Pemeriksaan penunjang
Untuk memperkuat diagnosis pada penyakit skabies, dapat dilakukan
pemeriksaan untuk menemukan tungau. Adapun cara untuk menemukan tungau
adalah sebagai berikut:
1. Carilah mula-mula terowongan. Untuk menemukan sebuah terowongan,
periksa dengan teliti sela jari tangan, pergelangan tangan, sela paha, dan
sisi tangan dan kaki.
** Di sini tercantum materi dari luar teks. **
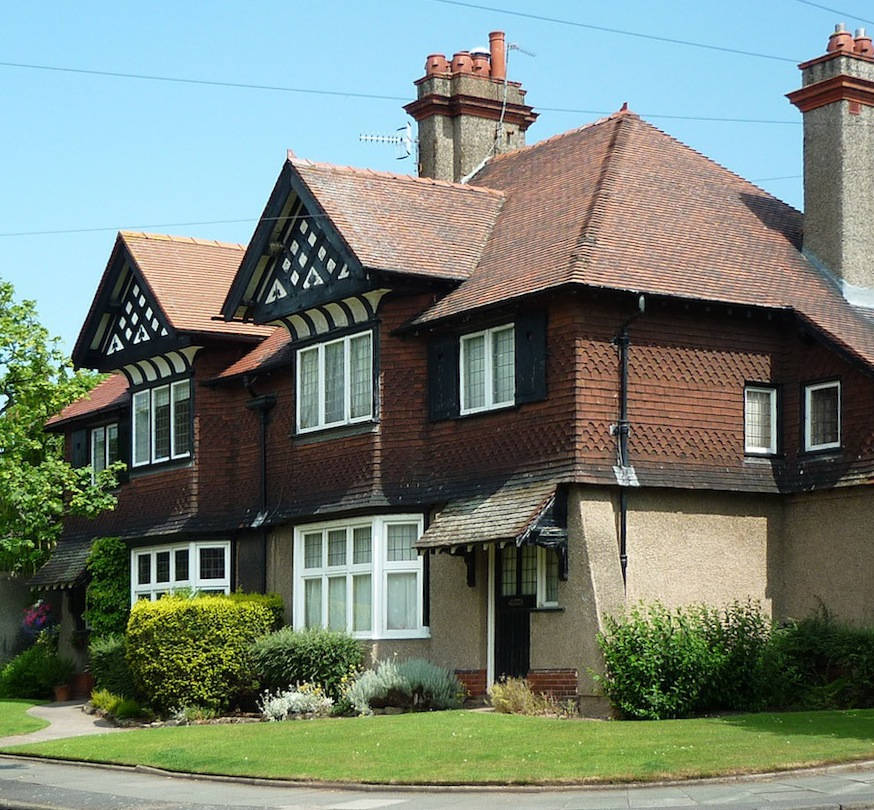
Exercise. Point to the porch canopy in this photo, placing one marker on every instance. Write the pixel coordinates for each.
(65, 568)
(531, 512)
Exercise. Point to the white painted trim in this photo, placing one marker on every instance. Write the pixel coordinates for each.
(490, 629)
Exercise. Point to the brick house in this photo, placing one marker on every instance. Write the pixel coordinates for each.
(467, 414)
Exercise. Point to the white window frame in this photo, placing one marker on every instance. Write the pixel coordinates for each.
(542, 601)
(771, 449)
(153, 589)
(379, 568)
(150, 395)
(347, 418)
(93, 435)
(809, 446)
(489, 401)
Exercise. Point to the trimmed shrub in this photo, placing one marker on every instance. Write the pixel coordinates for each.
(415, 684)
(194, 652)
(108, 657)
(661, 664)
(34, 673)
(272, 601)
(321, 657)
(107, 598)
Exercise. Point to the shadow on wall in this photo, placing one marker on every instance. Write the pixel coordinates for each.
(14, 598)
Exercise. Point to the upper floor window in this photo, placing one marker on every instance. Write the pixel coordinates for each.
(488, 369)
(493, 368)
(760, 419)
(335, 382)
(104, 447)
(822, 415)
(203, 567)
(161, 423)
(361, 576)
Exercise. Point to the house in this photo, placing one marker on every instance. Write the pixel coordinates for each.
(465, 415)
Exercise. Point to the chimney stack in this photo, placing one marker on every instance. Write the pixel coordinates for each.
(461, 112)
(837, 103)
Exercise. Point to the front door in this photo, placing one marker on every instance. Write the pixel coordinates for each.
(515, 596)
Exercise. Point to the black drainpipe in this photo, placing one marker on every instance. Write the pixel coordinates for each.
(622, 429)
(263, 404)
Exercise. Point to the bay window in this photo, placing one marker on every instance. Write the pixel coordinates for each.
(335, 382)
(361, 576)
(201, 566)
(161, 423)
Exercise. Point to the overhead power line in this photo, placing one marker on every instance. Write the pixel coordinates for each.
(620, 31)
(834, 11)
(208, 82)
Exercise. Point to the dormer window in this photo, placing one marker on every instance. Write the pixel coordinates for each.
(161, 423)
(335, 383)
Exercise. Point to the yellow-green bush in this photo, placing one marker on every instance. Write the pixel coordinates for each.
(194, 652)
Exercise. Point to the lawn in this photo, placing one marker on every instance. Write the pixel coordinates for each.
(473, 747)
(13, 719)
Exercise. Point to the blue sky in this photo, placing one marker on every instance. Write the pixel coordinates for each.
(95, 152)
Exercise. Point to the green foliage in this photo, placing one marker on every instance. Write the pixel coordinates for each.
(122, 708)
(34, 673)
(109, 666)
(415, 684)
(821, 663)
(37, 487)
(663, 664)
(272, 601)
(321, 657)
(107, 597)
(194, 652)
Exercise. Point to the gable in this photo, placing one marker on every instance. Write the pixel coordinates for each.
(296, 259)
(126, 323)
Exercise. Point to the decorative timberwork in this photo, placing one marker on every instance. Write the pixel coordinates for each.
(138, 320)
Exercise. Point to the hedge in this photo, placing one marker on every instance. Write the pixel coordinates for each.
(320, 657)
(195, 652)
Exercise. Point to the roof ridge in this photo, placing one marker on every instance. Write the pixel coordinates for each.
(190, 240)
(622, 113)
(603, 189)
(429, 181)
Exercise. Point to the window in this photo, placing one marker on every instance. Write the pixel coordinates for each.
(104, 448)
(203, 567)
(760, 419)
(335, 382)
(362, 576)
(822, 416)
(161, 422)
(488, 369)
(530, 571)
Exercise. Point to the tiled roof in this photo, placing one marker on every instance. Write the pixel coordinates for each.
(395, 222)
(65, 567)
(273, 352)
(621, 205)
(190, 278)
(503, 514)
(109, 394)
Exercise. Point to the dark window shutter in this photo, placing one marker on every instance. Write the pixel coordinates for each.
(443, 378)
(80, 455)
(124, 446)
(530, 333)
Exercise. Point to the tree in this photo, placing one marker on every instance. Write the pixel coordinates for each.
(38, 489)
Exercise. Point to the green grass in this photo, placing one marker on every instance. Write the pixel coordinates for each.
(468, 747)
(13, 719)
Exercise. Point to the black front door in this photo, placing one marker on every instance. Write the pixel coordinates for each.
(515, 596)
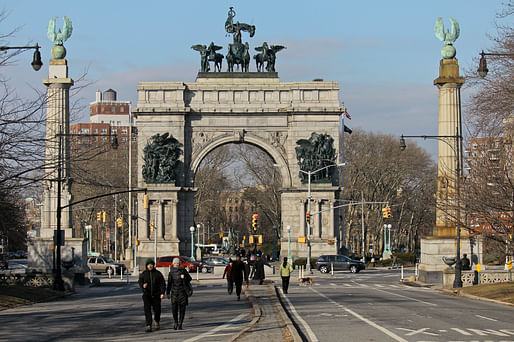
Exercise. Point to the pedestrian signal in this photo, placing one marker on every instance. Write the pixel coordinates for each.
(255, 222)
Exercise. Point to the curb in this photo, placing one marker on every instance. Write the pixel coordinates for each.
(285, 317)
(257, 314)
(465, 295)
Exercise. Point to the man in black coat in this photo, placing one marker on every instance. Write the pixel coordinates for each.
(153, 285)
(178, 279)
(239, 272)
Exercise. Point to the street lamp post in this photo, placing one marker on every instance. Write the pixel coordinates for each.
(482, 66)
(458, 174)
(36, 60)
(192, 230)
(289, 243)
(198, 249)
(309, 198)
(274, 252)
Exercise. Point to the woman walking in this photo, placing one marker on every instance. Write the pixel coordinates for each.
(177, 286)
(230, 282)
(285, 273)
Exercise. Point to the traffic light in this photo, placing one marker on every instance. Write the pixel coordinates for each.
(386, 212)
(255, 221)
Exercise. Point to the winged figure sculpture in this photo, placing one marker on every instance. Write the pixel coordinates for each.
(448, 37)
(59, 37)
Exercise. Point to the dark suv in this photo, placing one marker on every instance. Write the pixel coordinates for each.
(340, 263)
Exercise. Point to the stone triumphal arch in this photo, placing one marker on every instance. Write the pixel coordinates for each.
(179, 123)
(221, 108)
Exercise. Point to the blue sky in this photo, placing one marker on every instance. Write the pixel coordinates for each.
(383, 53)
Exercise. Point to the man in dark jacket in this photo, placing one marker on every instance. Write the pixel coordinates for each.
(178, 279)
(239, 272)
(153, 285)
(258, 267)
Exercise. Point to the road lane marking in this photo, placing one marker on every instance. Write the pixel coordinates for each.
(415, 332)
(221, 327)
(307, 328)
(463, 332)
(364, 319)
(414, 299)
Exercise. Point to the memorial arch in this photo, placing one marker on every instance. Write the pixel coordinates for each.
(179, 123)
(222, 108)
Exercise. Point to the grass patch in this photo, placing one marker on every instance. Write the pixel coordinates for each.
(501, 291)
(14, 295)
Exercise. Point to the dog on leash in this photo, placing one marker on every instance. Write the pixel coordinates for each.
(305, 281)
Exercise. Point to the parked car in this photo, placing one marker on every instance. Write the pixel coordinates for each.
(185, 262)
(100, 264)
(340, 263)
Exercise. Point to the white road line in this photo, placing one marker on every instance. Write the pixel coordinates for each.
(399, 295)
(364, 319)
(463, 332)
(304, 324)
(212, 331)
(491, 319)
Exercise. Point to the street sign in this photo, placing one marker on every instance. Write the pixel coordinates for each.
(62, 237)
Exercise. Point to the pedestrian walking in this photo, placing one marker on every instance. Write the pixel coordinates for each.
(466, 264)
(226, 272)
(285, 272)
(179, 281)
(239, 272)
(153, 285)
(258, 267)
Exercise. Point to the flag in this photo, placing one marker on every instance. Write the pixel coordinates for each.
(347, 115)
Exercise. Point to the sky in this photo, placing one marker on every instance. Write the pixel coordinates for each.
(383, 54)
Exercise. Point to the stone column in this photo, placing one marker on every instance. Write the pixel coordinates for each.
(449, 83)
(57, 134)
(174, 222)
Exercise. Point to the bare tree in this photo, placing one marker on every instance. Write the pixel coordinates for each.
(378, 172)
(488, 199)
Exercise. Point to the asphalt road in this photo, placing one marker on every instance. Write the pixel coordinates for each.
(373, 306)
(114, 312)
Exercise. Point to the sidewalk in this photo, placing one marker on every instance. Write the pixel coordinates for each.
(270, 322)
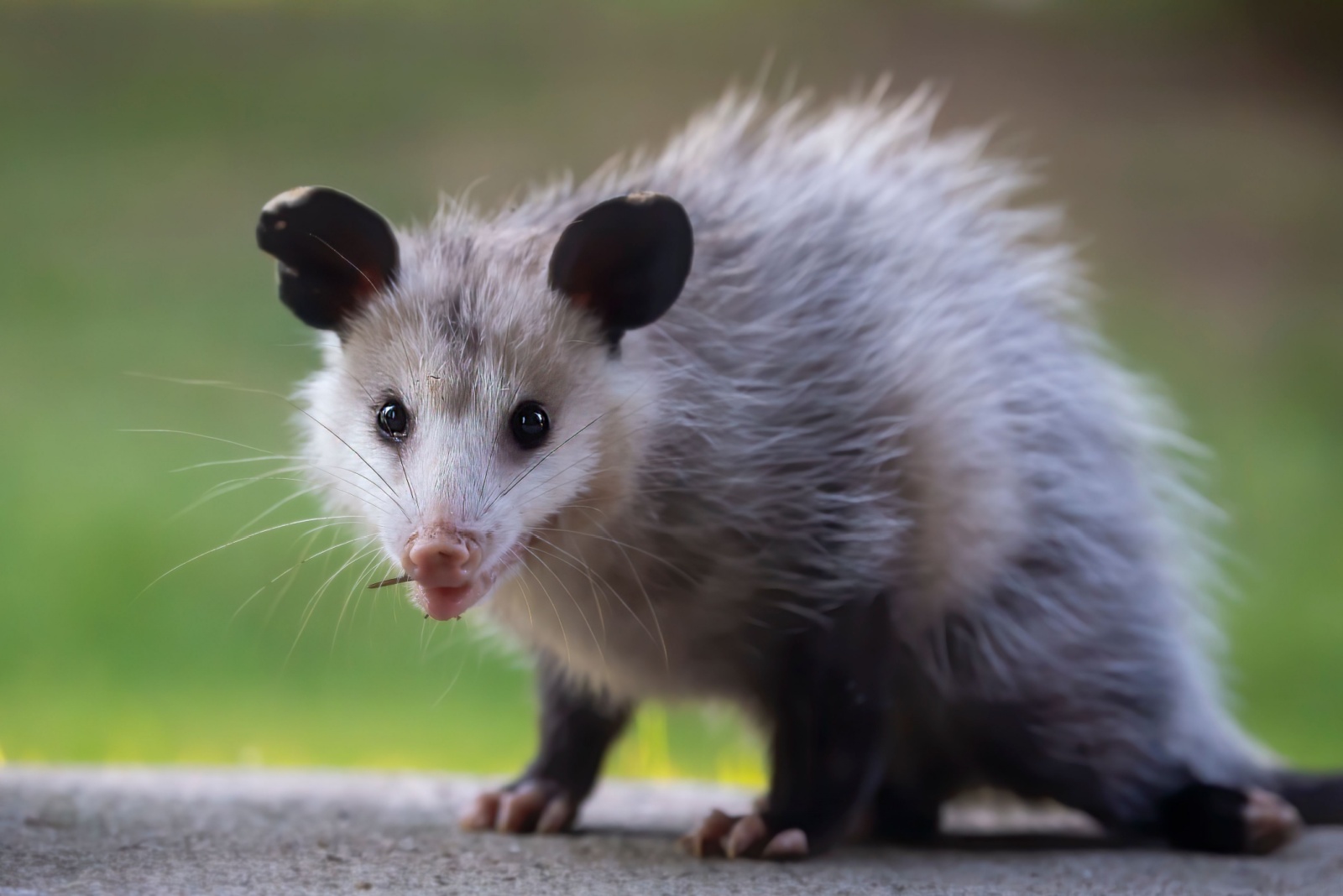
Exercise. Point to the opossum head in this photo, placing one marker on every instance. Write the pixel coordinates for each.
(473, 384)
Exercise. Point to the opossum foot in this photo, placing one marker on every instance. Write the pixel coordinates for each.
(532, 805)
(743, 837)
(1269, 821)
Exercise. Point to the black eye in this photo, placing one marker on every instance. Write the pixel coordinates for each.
(530, 425)
(394, 420)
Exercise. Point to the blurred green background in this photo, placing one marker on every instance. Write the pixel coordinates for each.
(1199, 148)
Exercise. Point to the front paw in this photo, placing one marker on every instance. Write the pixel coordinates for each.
(745, 837)
(530, 805)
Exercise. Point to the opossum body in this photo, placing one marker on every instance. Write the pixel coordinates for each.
(828, 436)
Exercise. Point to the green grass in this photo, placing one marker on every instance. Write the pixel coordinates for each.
(138, 145)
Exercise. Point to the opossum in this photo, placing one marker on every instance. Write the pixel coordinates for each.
(805, 414)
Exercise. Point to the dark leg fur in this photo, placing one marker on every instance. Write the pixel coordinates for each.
(577, 732)
(829, 741)
(1318, 797)
(904, 815)
(1225, 820)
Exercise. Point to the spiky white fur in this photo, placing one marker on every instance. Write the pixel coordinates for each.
(880, 378)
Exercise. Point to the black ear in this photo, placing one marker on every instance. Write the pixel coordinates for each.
(624, 259)
(333, 253)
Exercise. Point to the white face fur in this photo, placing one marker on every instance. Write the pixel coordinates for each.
(473, 392)
(483, 414)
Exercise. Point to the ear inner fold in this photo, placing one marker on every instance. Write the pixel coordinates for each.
(333, 253)
(624, 259)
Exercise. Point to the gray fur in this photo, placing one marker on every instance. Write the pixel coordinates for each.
(880, 378)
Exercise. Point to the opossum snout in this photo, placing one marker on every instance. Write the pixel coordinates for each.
(441, 558)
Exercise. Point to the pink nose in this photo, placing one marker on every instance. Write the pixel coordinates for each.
(441, 558)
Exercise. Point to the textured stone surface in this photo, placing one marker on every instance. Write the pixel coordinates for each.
(152, 831)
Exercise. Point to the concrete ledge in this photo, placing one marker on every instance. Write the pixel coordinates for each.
(183, 831)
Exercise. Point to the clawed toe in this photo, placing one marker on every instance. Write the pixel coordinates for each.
(530, 806)
(743, 837)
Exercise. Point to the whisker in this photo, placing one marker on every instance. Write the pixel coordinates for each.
(340, 521)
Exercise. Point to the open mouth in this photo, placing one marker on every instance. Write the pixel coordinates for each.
(447, 593)
(447, 602)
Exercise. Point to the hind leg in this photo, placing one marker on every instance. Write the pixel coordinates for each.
(1115, 768)
(1228, 820)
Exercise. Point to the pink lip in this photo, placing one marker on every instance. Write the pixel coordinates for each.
(449, 602)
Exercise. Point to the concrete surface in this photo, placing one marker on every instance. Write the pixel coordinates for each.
(183, 831)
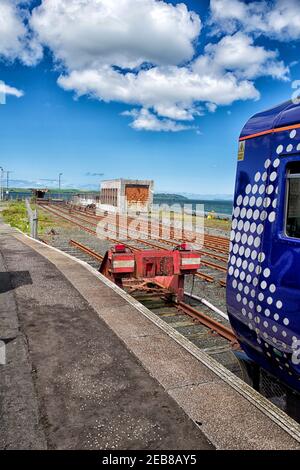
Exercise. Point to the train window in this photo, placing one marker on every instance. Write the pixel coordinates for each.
(293, 200)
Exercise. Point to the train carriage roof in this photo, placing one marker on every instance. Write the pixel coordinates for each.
(285, 114)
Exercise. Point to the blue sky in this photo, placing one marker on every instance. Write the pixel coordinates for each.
(84, 98)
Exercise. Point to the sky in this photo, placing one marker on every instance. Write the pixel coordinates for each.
(143, 89)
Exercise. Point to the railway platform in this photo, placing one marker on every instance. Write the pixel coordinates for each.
(89, 367)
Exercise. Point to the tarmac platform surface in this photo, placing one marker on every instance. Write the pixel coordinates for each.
(86, 370)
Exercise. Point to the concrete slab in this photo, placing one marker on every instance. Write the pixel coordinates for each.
(91, 392)
(210, 404)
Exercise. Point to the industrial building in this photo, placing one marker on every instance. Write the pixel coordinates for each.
(124, 195)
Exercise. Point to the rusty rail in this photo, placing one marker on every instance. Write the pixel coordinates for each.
(210, 323)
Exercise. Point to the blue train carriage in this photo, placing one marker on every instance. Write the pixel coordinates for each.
(263, 284)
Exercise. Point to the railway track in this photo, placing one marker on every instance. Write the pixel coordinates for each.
(80, 218)
(213, 325)
(198, 323)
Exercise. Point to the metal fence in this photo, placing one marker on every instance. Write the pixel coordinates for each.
(33, 219)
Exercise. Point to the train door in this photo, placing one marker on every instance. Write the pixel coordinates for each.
(278, 290)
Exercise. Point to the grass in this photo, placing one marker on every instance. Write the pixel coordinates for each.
(15, 214)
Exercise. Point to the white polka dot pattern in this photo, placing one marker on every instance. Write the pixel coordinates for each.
(249, 275)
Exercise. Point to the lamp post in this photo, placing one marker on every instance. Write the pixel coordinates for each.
(7, 183)
(59, 181)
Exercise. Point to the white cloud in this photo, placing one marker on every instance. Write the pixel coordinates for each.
(279, 19)
(16, 40)
(172, 92)
(238, 54)
(142, 52)
(125, 33)
(9, 90)
(144, 120)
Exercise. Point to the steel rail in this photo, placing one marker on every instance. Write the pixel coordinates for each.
(204, 319)
(69, 218)
(210, 323)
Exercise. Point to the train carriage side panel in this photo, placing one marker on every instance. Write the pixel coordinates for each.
(263, 288)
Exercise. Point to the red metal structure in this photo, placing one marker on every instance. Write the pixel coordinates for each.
(165, 268)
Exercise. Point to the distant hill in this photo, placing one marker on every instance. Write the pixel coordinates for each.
(169, 197)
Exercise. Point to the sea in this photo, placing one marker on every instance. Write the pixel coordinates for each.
(221, 208)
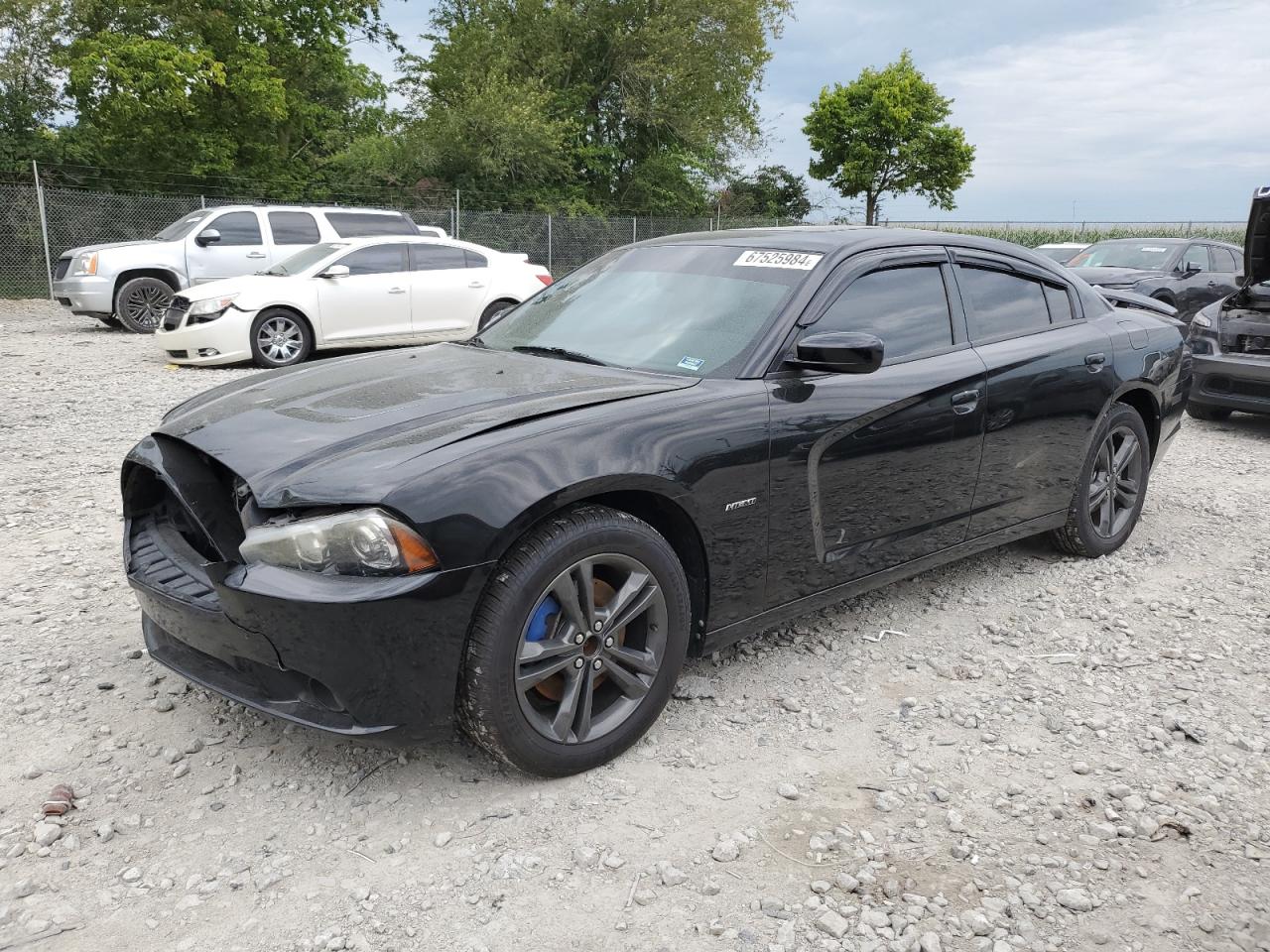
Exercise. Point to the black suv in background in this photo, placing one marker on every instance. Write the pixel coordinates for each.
(1185, 273)
(1229, 340)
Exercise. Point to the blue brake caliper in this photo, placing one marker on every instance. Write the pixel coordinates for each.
(538, 630)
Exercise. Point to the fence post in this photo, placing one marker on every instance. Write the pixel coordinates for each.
(44, 226)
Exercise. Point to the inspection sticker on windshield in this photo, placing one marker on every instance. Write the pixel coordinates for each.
(778, 259)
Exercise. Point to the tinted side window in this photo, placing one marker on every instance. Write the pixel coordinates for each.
(1060, 303)
(1197, 255)
(436, 258)
(907, 307)
(236, 229)
(1000, 303)
(294, 229)
(1223, 261)
(376, 259)
(363, 223)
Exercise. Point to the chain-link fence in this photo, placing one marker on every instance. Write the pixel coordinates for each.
(67, 217)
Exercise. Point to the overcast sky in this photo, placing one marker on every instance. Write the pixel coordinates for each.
(1134, 111)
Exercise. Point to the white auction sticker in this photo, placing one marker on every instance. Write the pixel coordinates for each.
(778, 259)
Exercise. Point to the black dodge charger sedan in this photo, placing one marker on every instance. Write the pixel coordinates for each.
(683, 442)
(1184, 273)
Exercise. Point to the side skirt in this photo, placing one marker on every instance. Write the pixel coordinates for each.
(730, 634)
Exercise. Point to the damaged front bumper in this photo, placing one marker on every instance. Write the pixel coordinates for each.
(352, 655)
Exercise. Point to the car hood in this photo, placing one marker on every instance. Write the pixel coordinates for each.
(340, 430)
(1256, 240)
(107, 246)
(244, 284)
(1115, 276)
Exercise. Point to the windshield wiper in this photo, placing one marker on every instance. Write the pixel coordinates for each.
(558, 352)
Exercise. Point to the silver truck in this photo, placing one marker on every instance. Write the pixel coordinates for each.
(130, 284)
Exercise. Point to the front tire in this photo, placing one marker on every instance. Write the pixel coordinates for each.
(141, 303)
(280, 339)
(1207, 413)
(1111, 489)
(576, 644)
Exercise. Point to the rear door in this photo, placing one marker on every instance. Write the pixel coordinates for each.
(448, 287)
(240, 248)
(372, 301)
(291, 232)
(1048, 380)
(873, 470)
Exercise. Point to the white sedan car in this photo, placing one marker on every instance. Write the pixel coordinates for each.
(362, 293)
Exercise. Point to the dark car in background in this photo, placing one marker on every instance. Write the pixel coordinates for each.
(1229, 340)
(1184, 273)
(684, 442)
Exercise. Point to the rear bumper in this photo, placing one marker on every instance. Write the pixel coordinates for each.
(85, 295)
(1232, 382)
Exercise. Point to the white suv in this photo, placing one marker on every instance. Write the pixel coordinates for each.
(132, 282)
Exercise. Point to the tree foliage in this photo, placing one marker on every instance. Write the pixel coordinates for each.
(615, 103)
(885, 134)
(770, 191)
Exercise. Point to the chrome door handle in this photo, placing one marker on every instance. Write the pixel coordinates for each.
(965, 402)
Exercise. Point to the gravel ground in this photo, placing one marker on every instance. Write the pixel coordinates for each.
(1039, 753)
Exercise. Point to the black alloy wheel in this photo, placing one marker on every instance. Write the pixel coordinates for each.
(1112, 493)
(575, 644)
(141, 303)
(1111, 489)
(590, 649)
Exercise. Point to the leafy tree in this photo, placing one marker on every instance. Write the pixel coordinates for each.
(771, 191)
(263, 89)
(30, 86)
(594, 103)
(885, 134)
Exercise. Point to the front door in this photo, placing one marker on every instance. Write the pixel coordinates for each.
(873, 470)
(372, 299)
(240, 248)
(445, 294)
(1049, 375)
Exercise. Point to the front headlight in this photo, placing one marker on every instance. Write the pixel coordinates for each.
(212, 307)
(362, 542)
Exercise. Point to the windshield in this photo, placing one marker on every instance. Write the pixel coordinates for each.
(674, 308)
(1143, 255)
(300, 261)
(1060, 254)
(182, 226)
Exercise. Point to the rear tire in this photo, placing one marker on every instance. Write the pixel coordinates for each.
(141, 303)
(280, 338)
(610, 673)
(1111, 488)
(1207, 413)
(492, 312)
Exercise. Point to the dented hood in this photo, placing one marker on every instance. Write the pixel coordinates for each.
(340, 430)
(1256, 241)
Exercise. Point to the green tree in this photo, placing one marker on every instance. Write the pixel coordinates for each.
(601, 103)
(263, 89)
(885, 134)
(771, 191)
(30, 85)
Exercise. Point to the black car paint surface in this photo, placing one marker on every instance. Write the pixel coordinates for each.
(781, 489)
(1187, 291)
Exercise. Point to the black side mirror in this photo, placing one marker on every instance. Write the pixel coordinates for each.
(839, 353)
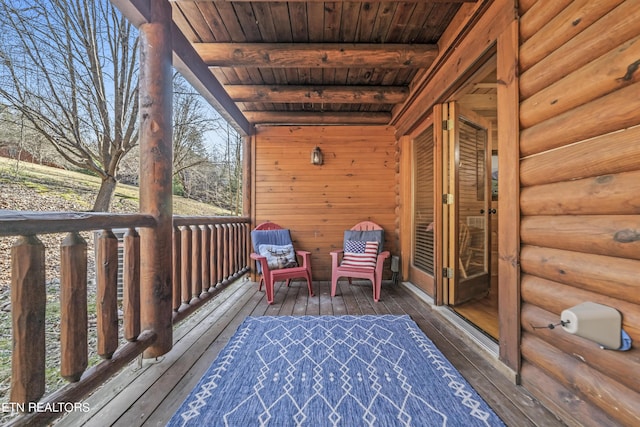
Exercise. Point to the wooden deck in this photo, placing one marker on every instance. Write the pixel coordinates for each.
(147, 393)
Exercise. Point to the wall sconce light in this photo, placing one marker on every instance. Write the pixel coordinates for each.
(316, 156)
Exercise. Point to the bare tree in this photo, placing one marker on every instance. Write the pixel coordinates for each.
(69, 67)
(190, 124)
Kemudian pada ujung yang terlihat papul atau vesikel
dicongkel dengan jarum dan diletakkan di atas sebuah kaca obyek, lalu
ditutup dengan kaca penutup, KOH 10-30% dan dilihat dengan mikroskop
cahaya.
2. Dengan cara menyikat dengan sikat dan ditampung di atas selembar kertas
putih dan dilihat dengan kaca pembesar.
3. Dengan membuat biopsi irisan. Caranya: lesi dijepit dengan 2 jari
kemudian dibuat irisan tipis dengan pisau dan diperiksa dengan mikroskop
cahaya.
4. Dengan biopsi eksisional dan diperiksa dengan pewarnaan H.E.
5. Test ”felt-tip-pen”. Untuk membantu mengidentifikasi terowongan.
Terowongan akan menyerap tinta dan selanjutnya tampak sebagai garis
gelap pada kulit.
Menifestasi klinik
Ada 4 tanda khas untuk skabies:
1. Pruritus nokturna, artinya gatal pada malam hari yang disebabkan
karena aktivitas tungau ini lebih tinggi pada suhu yang lebih lembab dan
panas.
2. Penyakit ini menyerang manusia secara kelompok, misalnya dalam
sebuah keluarga biasanya seluruh anggota keluarga terkena infeksi. Begitu
pula dalam sebuah perkampungan yang padat penduduknya, sebagian
besar tetangga yang berdekatan akan diserang oleh tungau tersebut.
Dikenal keadaan hiposentilisasi, yang seluruh anggota keluarganya
terkena. Walaupun mengalami ingestasi tungau, tetapi tidak memberikan
gejala. Penderita ini bersifat sebagai pembawa (carrier).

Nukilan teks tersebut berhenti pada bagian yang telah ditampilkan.